To allow programmers to use a larger virtual address space than is actually available in the RAM, CPUs (or hosts, in the language of GPGPU) implement a virtual memory system Virtual memory (non-locked memory) in which a physical memory page can be swapped out to disk. When the host needs that page, it loads it back in from the disk. The drawback with CPU<->GPU memory transfers is that memory transactions are slower, i.e., the bandwidth of the PCI-E bus to connect CPU and GPU is not fully exploited. Non-locked memory is stored not only in memory (e.g. it can be in swap), so the driver needs to access every single page of the non-locked memory, copy it into pinned buffer and pass it to the Direct Memory Access(DMA) (synchronous, page-by-page copy). Indeed, PCI-E transfers occur only using the DMA. Accordingly, when a “normal” transfer is issued, an allocation of a block of page-locked memory is necessary, followed by a host copy from regular memory to the page-locked one, the transfer, the wait for the transfer to complete and the deletion of the page-locked memory. This consumes precious host time which is avoided when directly using page-locked memory.

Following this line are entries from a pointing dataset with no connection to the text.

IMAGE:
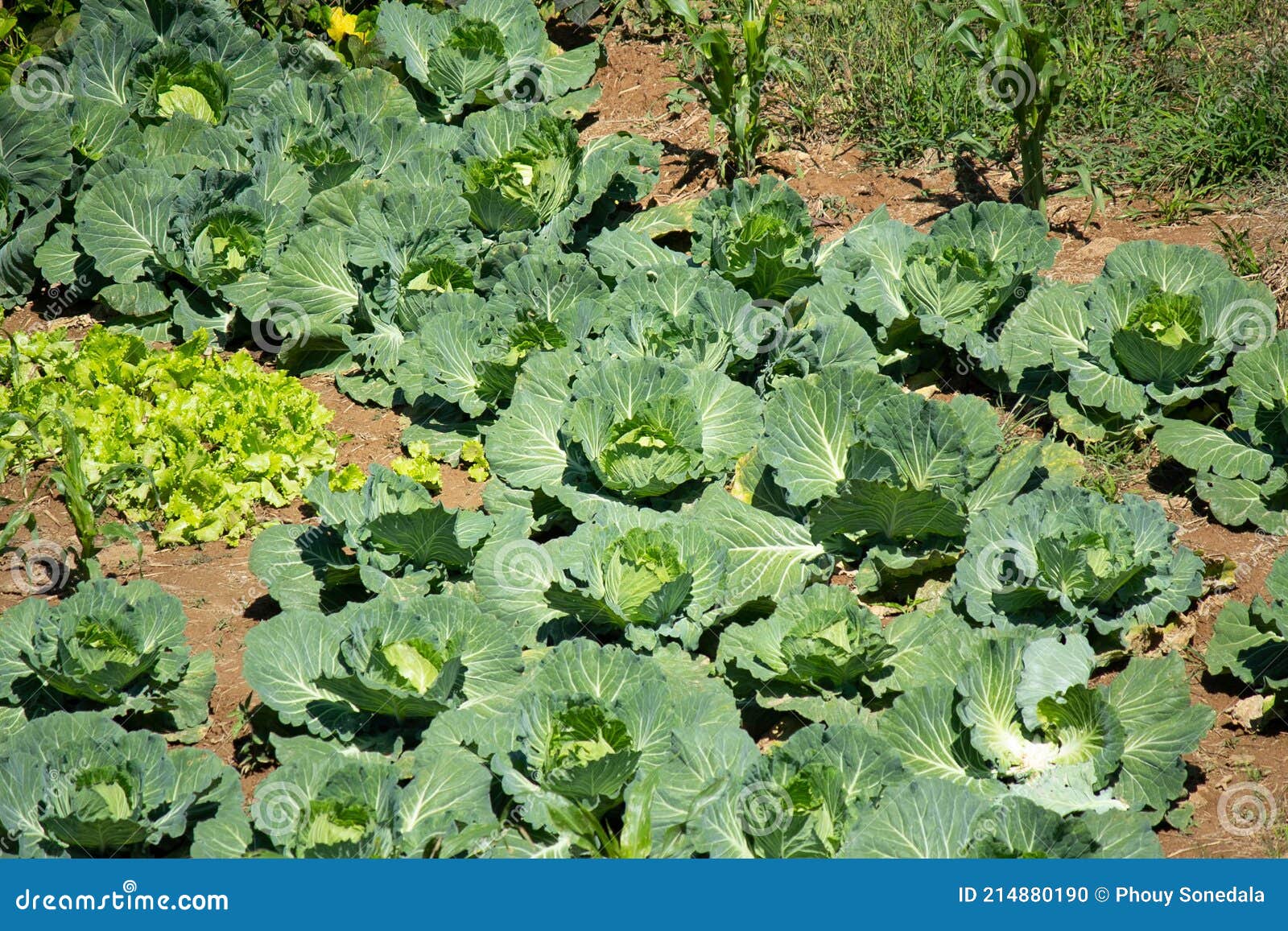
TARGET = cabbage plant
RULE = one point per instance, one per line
(759, 237)
(526, 174)
(483, 53)
(817, 656)
(384, 663)
(953, 287)
(330, 801)
(34, 161)
(1249, 641)
(629, 573)
(1153, 334)
(1063, 557)
(639, 431)
(79, 785)
(586, 742)
(390, 534)
(1242, 467)
(1018, 716)
(118, 648)
(888, 476)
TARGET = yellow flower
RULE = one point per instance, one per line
(341, 23)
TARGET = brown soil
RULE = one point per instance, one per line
(223, 599)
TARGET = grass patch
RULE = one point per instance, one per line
(1187, 97)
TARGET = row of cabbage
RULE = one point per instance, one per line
(687, 446)
(423, 229)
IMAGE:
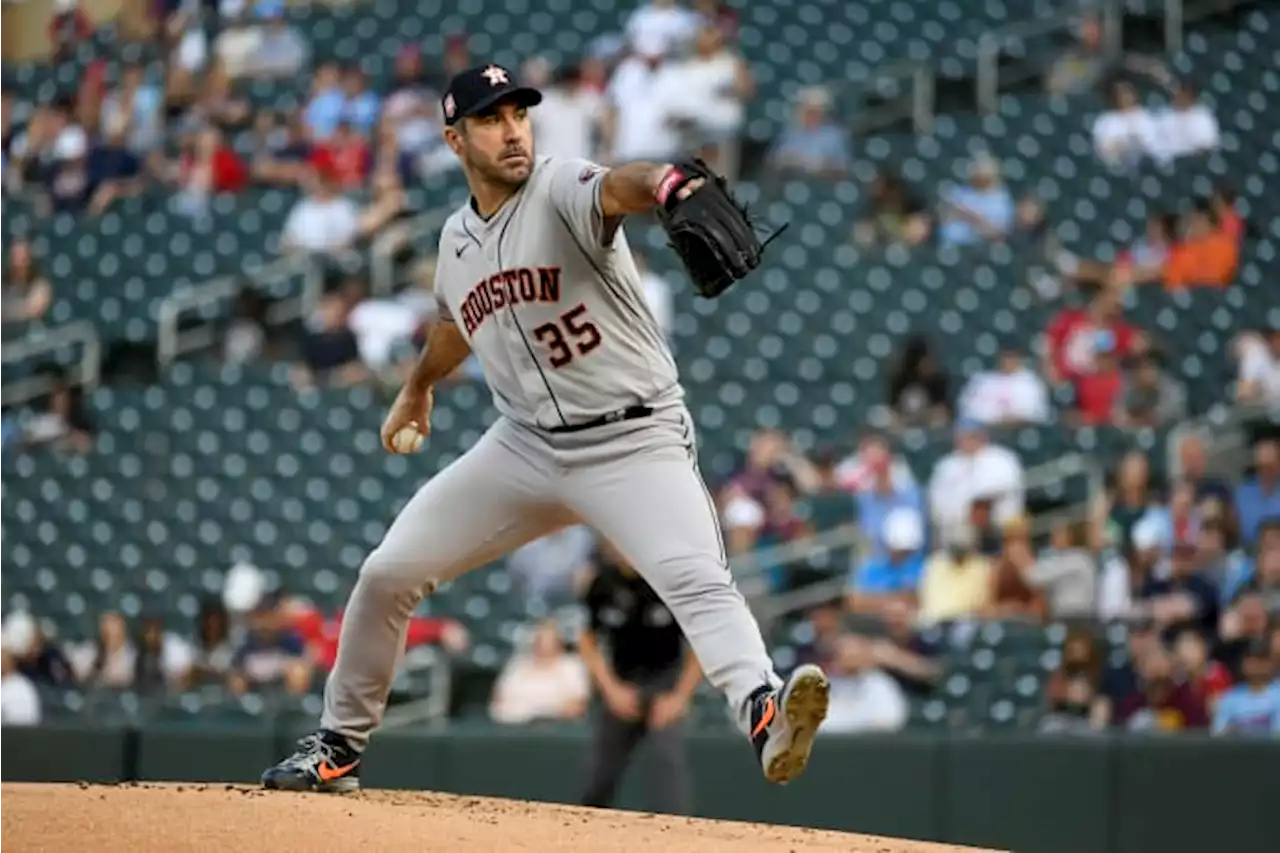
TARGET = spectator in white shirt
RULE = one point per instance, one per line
(542, 683)
(657, 296)
(863, 697)
(280, 51)
(1258, 381)
(638, 123)
(662, 23)
(321, 222)
(712, 89)
(19, 703)
(1009, 395)
(551, 566)
(976, 471)
(382, 325)
(1127, 133)
(813, 144)
(237, 45)
(1187, 128)
(567, 122)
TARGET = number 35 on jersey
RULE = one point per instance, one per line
(571, 334)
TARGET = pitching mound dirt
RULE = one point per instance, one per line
(216, 819)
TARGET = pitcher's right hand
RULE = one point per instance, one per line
(411, 411)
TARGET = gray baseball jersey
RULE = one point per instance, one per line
(551, 301)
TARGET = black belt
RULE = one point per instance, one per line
(630, 413)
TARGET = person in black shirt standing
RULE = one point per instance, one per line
(647, 676)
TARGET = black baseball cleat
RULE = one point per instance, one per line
(784, 723)
(324, 762)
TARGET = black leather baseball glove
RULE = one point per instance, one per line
(709, 229)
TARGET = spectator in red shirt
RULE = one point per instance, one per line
(1097, 392)
(67, 27)
(1078, 336)
(1161, 703)
(320, 634)
(1205, 676)
(211, 165)
(344, 158)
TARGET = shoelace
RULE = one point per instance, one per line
(307, 749)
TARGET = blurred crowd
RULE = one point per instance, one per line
(1189, 569)
(1191, 566)
(248, 639)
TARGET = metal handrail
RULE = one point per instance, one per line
(434, 707)
(86, 373)
(172, 342)
(993, 42)
(922, 77)
(1178, 16)
(383, 255)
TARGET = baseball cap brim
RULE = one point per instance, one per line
(519, 95)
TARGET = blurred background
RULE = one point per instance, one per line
(990, 433)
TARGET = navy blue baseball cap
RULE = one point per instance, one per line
(479, 89)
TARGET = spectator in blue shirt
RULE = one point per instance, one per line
(360, 106)
(813, 145)
(114, 170)
(1253, 706)
(273, 652)
(885, 495)
(894, 575)
(1185, 600)
(1258, 498)
(981, 210)
(1242, 570)
(324, 112)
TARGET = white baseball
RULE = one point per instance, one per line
(407, 441)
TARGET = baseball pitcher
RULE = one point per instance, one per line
(535, 278)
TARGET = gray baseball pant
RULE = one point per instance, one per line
(636, 483)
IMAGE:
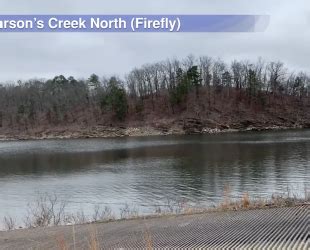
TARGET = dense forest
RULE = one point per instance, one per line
(193, 94)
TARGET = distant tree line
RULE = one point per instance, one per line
(163, 85)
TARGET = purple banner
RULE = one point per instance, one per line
(133, 23)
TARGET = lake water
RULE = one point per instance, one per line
(149, 171)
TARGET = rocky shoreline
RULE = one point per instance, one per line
(188, 126)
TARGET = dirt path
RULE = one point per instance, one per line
(282, 228)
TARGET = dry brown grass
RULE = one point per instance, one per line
(148, 240)
(93, 242)
(61, 243)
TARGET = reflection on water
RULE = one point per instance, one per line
(148, 171)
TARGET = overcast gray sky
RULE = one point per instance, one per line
(24, 56)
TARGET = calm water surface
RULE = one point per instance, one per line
(145, 172)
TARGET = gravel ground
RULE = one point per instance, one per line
(274, 228)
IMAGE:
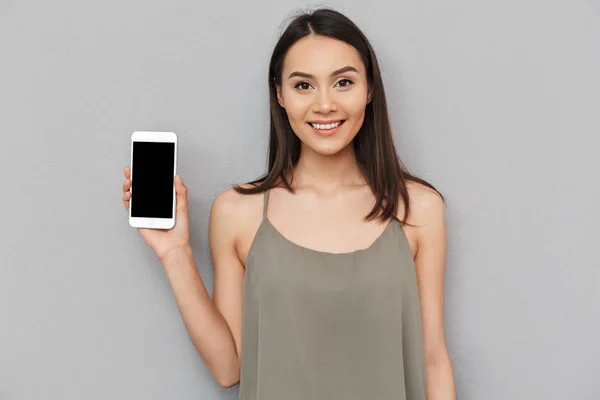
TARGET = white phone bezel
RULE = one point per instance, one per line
(150, 136)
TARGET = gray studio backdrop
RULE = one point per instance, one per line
(495, 103)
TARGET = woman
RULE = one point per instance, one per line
(328, 270)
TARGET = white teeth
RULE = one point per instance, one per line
(328, 126)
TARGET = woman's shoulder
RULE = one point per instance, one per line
(424, 201)
(230, 205)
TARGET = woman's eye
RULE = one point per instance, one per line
(346, 80)
(304, 85)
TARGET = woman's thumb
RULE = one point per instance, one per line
(181, 191)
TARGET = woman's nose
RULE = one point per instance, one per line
(324, 102)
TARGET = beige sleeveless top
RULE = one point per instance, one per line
(323, 326)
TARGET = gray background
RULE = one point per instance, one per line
(495, 103)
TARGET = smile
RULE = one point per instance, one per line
(326, 126)
(327, 129)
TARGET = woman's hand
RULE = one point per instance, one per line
(162, 241)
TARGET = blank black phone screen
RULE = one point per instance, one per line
(152, 173)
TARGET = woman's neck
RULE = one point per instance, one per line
(327, 172)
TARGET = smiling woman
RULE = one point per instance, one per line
(329, 269)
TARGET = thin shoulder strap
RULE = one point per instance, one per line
(265, 204)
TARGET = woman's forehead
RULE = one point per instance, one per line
(319, 55)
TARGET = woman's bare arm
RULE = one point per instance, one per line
(214, 326)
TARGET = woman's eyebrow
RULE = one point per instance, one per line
(347, 68)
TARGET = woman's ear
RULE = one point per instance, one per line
(279, 96)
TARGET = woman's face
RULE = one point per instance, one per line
(323, 84)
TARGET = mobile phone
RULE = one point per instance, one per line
(153, 169)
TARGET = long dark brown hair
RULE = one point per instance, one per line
(374, 146)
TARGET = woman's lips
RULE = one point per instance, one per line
(327, 132)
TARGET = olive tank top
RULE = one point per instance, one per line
(326, 326)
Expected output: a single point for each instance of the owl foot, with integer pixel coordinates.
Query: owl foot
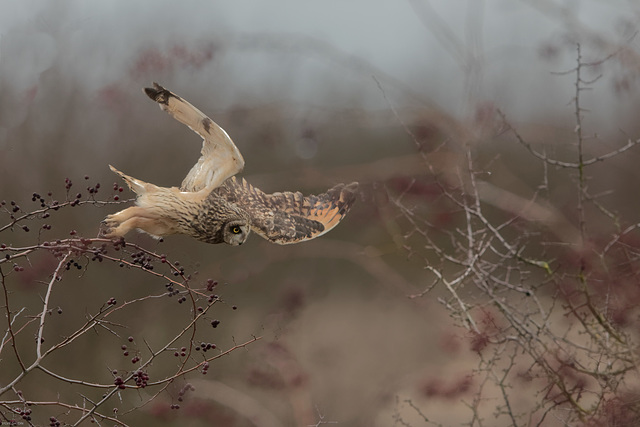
(111, 225)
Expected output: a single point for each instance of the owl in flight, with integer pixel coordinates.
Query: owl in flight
(213, 205)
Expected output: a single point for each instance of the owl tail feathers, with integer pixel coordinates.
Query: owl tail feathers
(137, 186)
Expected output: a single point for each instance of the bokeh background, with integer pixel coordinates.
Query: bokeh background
(313, 93)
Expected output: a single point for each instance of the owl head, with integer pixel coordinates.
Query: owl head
(235, 232)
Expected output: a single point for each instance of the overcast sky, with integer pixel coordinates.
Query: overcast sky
(448, 53)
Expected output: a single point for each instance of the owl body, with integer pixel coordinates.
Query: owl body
(213, 206)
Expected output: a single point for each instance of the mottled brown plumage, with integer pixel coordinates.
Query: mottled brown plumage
(213, 206)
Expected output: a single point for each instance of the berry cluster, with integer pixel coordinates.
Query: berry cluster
(141, 378)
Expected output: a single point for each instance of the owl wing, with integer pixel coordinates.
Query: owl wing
(287, 217)
(220, 158)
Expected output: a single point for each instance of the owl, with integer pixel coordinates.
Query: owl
(214, 206)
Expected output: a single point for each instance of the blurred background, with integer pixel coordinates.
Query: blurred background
(313, 93)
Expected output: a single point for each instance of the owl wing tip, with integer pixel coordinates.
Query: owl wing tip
(159, 94)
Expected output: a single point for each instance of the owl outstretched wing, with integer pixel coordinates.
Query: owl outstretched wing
(288, 217)
(220, 158)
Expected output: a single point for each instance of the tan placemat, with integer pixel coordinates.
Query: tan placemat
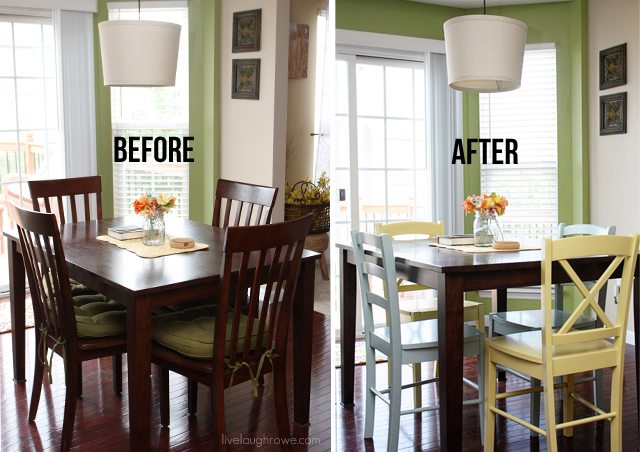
(136, 247)
(484, 249)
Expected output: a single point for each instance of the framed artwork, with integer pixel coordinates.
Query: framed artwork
(246, 31)
(613, 66)
(298, 50)
(613, 114)
(246, 79)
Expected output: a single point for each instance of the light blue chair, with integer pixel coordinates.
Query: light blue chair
(402, 343)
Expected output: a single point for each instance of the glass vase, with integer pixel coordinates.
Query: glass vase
(486, 229)
(153, 230)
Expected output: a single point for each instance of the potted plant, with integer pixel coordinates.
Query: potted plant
(305, 197)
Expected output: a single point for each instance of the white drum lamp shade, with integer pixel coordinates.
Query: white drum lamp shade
(484, 52)
(139, 52)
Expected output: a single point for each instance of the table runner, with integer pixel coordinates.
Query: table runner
(137, 247)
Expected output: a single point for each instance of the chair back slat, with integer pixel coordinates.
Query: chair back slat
(47, 273)
(242, 204)
(623, 251)
(254, 256)
(370, 266)
(65, 191)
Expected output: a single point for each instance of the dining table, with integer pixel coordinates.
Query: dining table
(144, 284)
(452, 273)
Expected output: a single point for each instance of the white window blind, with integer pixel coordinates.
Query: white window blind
(152, 112)
(528, 114)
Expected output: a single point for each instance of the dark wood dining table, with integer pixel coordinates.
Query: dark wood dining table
(144, 284)
(452, 273)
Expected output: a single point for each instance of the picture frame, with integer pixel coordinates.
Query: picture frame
(247, 27)
(613, 114)
(245, 79)
(613, 66)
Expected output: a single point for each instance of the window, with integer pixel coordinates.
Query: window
(153, 112)
(529, 115)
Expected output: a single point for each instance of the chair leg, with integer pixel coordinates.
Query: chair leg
(116, 364)
(394, 407)
(370, 398)
(550, 413)
(71, 396)
(80, 380)
(217, 402)
(598, 388)
(490, 372)
(163, 389)
(38, 375)
(192, 396)
(534, 407)
(417, 390)
(280, 399)
(567, 405)
(616, 407)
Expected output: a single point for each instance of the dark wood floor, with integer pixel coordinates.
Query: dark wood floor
(102, 417)
(420, 432)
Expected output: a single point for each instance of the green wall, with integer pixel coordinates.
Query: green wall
(564, 23)
(204, 106)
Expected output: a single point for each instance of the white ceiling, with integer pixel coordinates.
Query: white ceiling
(478, 3)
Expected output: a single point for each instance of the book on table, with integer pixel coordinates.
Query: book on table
(125, 232)
(459, 239)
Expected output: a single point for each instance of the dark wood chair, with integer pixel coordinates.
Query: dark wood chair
(242, 204)
(76, 333)
(235, 342)
(67, 190)
(59, 195)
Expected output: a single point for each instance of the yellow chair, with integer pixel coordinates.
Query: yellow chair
(567, 351)
(423, 309)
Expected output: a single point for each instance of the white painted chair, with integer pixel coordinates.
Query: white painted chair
(403, 343)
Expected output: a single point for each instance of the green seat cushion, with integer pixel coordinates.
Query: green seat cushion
(190, 332)
(99, 318)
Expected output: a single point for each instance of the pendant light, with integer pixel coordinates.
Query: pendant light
(484, 52)
(139, 52)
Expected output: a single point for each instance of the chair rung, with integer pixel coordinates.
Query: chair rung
(504, 395)
(586, 420)
(586, 403)
(518, 420)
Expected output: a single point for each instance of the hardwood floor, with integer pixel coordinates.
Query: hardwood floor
(420, 432)
(102, 417)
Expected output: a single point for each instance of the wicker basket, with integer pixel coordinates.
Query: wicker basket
(320, 215)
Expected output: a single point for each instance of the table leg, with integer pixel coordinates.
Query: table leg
(302, 342)
(501, 304)
(139, 372)
(17, 306)
(450, 357)
(348, 294)
(636, 334)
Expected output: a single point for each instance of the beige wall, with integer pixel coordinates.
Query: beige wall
(615, 159)
(253, 132)
(301, 97)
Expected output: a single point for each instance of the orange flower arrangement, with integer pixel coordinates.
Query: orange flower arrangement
(485, 204)
(150, 205)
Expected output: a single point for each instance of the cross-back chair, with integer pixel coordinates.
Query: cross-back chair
(242, 204)
(235, 341)
(403, 343)
(77, 331)
(412, 310)
(565, 351)
(510, 322)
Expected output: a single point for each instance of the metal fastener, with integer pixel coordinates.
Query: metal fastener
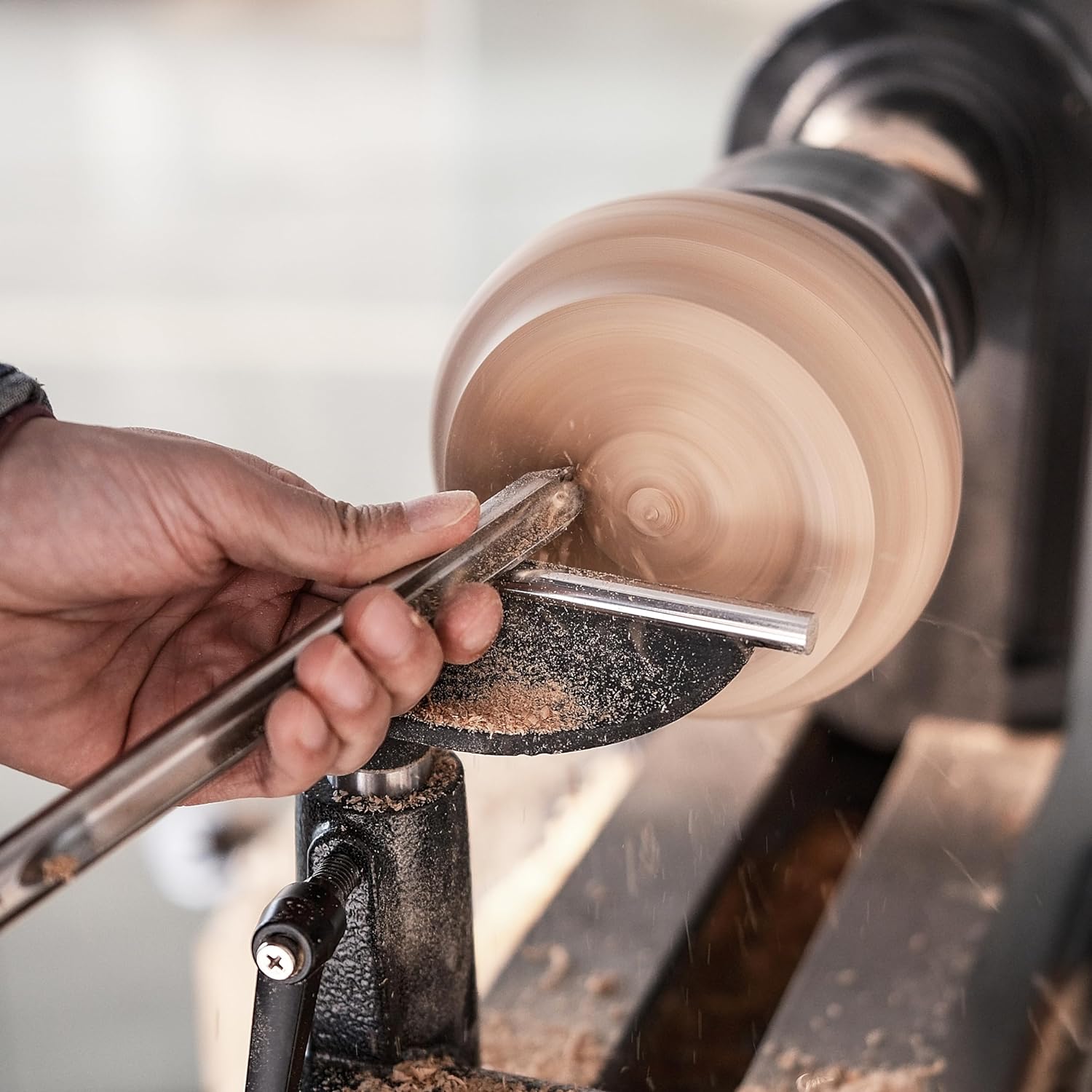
(277, 959)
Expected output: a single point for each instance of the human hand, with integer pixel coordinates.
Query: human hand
(139, 570)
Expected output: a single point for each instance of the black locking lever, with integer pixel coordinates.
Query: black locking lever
(297, 934)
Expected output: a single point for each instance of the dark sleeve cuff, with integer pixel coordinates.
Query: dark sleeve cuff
(17, 389)
(22, 399)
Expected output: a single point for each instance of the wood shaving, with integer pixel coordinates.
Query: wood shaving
(59, 869)
(847, 1079)
(558, 963)
(603, 984)
(445, 771)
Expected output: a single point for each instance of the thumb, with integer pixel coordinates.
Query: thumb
(264, 522)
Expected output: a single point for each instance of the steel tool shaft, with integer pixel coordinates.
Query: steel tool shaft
(215, 733)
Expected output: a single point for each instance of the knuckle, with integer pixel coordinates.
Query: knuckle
(364, 523)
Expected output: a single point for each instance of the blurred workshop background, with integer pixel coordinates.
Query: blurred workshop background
(257, 221)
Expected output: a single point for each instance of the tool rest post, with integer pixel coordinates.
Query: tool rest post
(402, 980)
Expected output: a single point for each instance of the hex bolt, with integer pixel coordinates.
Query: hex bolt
(277, 958)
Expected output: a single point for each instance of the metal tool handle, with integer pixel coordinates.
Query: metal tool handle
(213, 735)
(755, 622)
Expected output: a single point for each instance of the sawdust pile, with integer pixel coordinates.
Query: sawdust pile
(435, 1075)
(510, 707)
(541, 1051)
(445, 771)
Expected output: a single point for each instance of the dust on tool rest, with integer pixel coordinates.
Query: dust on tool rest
(600, 659)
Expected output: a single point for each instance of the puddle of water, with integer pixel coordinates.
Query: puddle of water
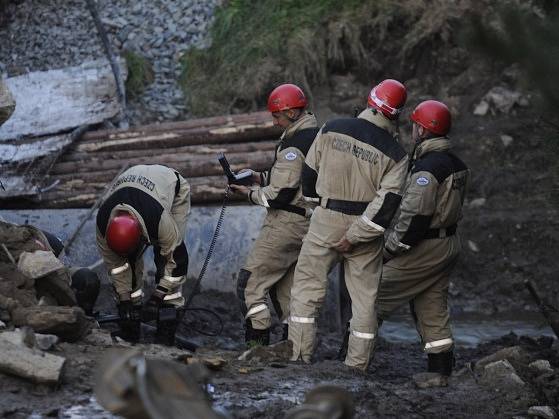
(468, 332)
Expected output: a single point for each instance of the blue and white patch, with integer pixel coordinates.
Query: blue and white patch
(422, 181)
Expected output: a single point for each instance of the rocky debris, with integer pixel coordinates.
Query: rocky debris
(513, 354)
(546, 412)
(98, 337)
(69, 323)
(61, 33)
(29, 363)
(277, 352)
(501, 99)
(502, 375)
(38, 263)
(540, 366)
(430, 379)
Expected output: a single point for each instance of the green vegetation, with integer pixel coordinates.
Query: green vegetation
(258, 45)
(140, 74)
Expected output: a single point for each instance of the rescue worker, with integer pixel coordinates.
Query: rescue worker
(354, 170)
(147, 205)
(7, 103)
(269, 267)
(423, 246)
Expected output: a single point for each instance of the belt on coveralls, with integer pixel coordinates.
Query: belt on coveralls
(441, 233)
(290, 208)
(345, 207)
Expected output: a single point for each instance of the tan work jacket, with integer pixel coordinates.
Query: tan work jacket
(358, 160)
(281, 185)
(432, 198)
(159, 197)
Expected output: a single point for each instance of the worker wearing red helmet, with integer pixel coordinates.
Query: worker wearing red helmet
(147, 205)
(354, 170)
(269, 267)
(423, 246)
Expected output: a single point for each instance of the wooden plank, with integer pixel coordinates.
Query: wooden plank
(54, 101)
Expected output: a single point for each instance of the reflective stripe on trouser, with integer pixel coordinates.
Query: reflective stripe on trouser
(271, 264)
(421, 277)
(363, 265)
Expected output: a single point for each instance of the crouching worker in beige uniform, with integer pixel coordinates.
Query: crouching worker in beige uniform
(423, 246)
(147, 205)
(354, 170)
(270, 265)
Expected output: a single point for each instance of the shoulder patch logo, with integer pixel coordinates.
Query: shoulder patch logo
(422, 181)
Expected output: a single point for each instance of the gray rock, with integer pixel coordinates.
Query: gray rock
(514, 354)
(546, 412)
(502, 375)
(430, 379)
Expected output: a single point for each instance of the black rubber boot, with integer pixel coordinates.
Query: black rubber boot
(255, 337)
(130, 323)
(441, 363)
(167, 322)
(285, 332)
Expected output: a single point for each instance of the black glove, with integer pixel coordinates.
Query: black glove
(126, 310)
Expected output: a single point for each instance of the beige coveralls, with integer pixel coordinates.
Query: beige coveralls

However, with today’s memories, the use of virtual memory is no longer necessary for many applications which will fit within the host memory space. In all those cases, it is more convenient to use page-locked (pinned) memory which enables a DMA on the GPU to request transfers to and from the host memory without the involvement of the CPU. In other words, locked memory is stored in the physical memory (RAM), so the GPU (or device, in the language of GPGPU) can fetch it without the help of the host (synchronous copy).
GPU memory is automatically allocated as page-locked, since GPU memory does not support swapping to disk. To allocate page-locked memory on the host in CUDA language one could use cudaHostAlloc.
- Shane Cook, CUDA Programming, A Developer’s Guide to Parallel Computing with GPUs, Morgan Kaufmann, 2013.
- Jason Sanders, Edward Kandrot, CUDA By Example, An Introduction to General-Purpose GPU Programming, Addison-Wesley, 2011.